I tried my hardest not to think about the CD case sitting forlornly behind my couch, as I tried to convince myself that it was perfectly okay to share a 7up, that there was enough in the can for both of us and that there was absolutely no need to get up and grab another can. I was easier to convince than I thought I would be. I felt peculiarly safe and at ease, as if Andrew was not invading my sanctum, but instead revitalizing it. His attention was focused on me – upon making me understand him – and it was calming to me, hypnotic.
“I loved you since I knew ya… I wouldn’t talk down to ya!” Andrew was getting into singing every second line or so between his haphazard conversation, but it didn’t matter. I was happier just listening to his nonsense than I would have been rearranging my music collection or shopping for new things. It was a puzzling revelation, and I thought that just maybe Andrew had proved some point to me after all.
Andrew’s hand came down hard on my knee. “Slurpees!” he exclaimed. I looked at him blankly. “We need slurpees. How can we enjoy an afternoon inside without them? I’ll go get some, and then we’ll watch one of those movies over there.” He gestured to my growing stack of DVDs. “You probably haven’t watched any of those yet, hey?” he said, this time jokingly.
“Take my car. Keys are on the hook in the kitchen,” I said. He jumped up from the love seat, and I noticed that the side of my body that was touching his felt suddenly very cold. I stood up, the couch’s usual comfort not being enough for me anymore. Andrew grabbed the keys and strode towards the door. He paused where I was standing and kissed me once, hard on the mouth. “I’ll be right back,” he said, and winked.
I watched him run out the door, frozen. I stood there for a minute like a cat basking in the morning sunshine. I wondered if kisses raised your seratonin levels, thinking that, if so, the pharmaceutical companies could be in danger if people found out.
My semi-blissful state was interrupted quite rudely by a loud crash, like metal twisting and glass shattering. I ran outside without thinking to see my car at the bottom of the driveway with the whole back end reduced to about two feet of crumpled metal. With fear creeping like new-forming frost up my throat from my stomach, I ran down the driveway to see Andrew, evidently unharmed, emerge from the heap of scrap that was my car. When I reached him, he put his arm around me in reassurance and we both turned to see two teenagers surface from a brand new Alero, accompanied by some loud, loud music. The two offending brats, gender indeterminate, began to dance, laughing and throwing their heads back as if in some pagan ritual.
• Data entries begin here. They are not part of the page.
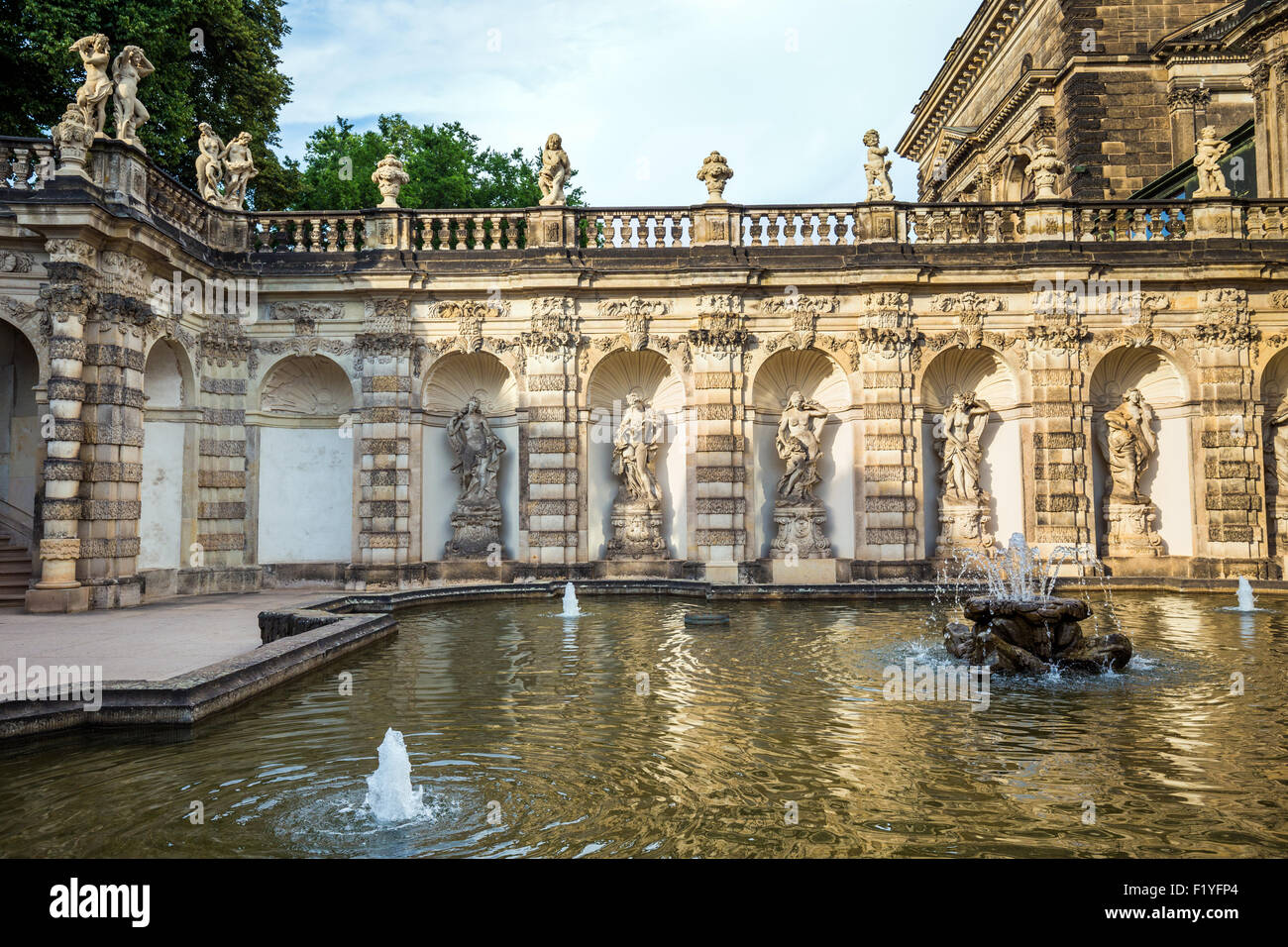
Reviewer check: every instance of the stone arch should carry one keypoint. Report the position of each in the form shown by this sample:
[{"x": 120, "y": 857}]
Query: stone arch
[
  {"x": 1274, "y": 401},
  {"x": 450, "y": 382},
  {"x": 1163, "y": 385},
  {"x": 308, "y": 453},
  {"x": 307, "y": 385},
  {"x": 612, "y": 379},
  {"x": 820, "y": 377},
  {"x": 21, "y": 373},
  {"x": 986, "y": 372}
]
“Those two are totally fucking lit!” said Andrew, unnecessarily. It was quite evident to even a casual bystander that they were on some sort of drug. Andrew, however, did not look angry at all. He rubbed his neck, apparently chagrined, but there was some excitement dancing in his eyes. His body was shaking almost imperceptibly, and I realized that, if it weren’t for the wreck of my car and the obvious inconvenience to me, he would probably join in cavorting with the hooligans, who were now singing along to the music coming from their parent’s damaged vehicle. I was about to get indignant, but then I pictured the whole scene as a sequence in some silent film, covered over with white noise. The dancing teenagers were so alive beside the cold warped steel of the cars – the metal that, up until that point, signified status and independence, now resigned to mute inferiority to the vivacity that thrived within two stoned souls. The theme of the silent movie was obvious. The juxtaposition was evident – clear – it made sense to me and it felt like a true thing. Sirens were screaming. Someone in the neighbourhood must have called the authorities while we stood there watching the teenagers exult in their aliveness. We didn’t dance with them, but held hands like two people watching a building go up in flames, feeling guilty glee in its destruction.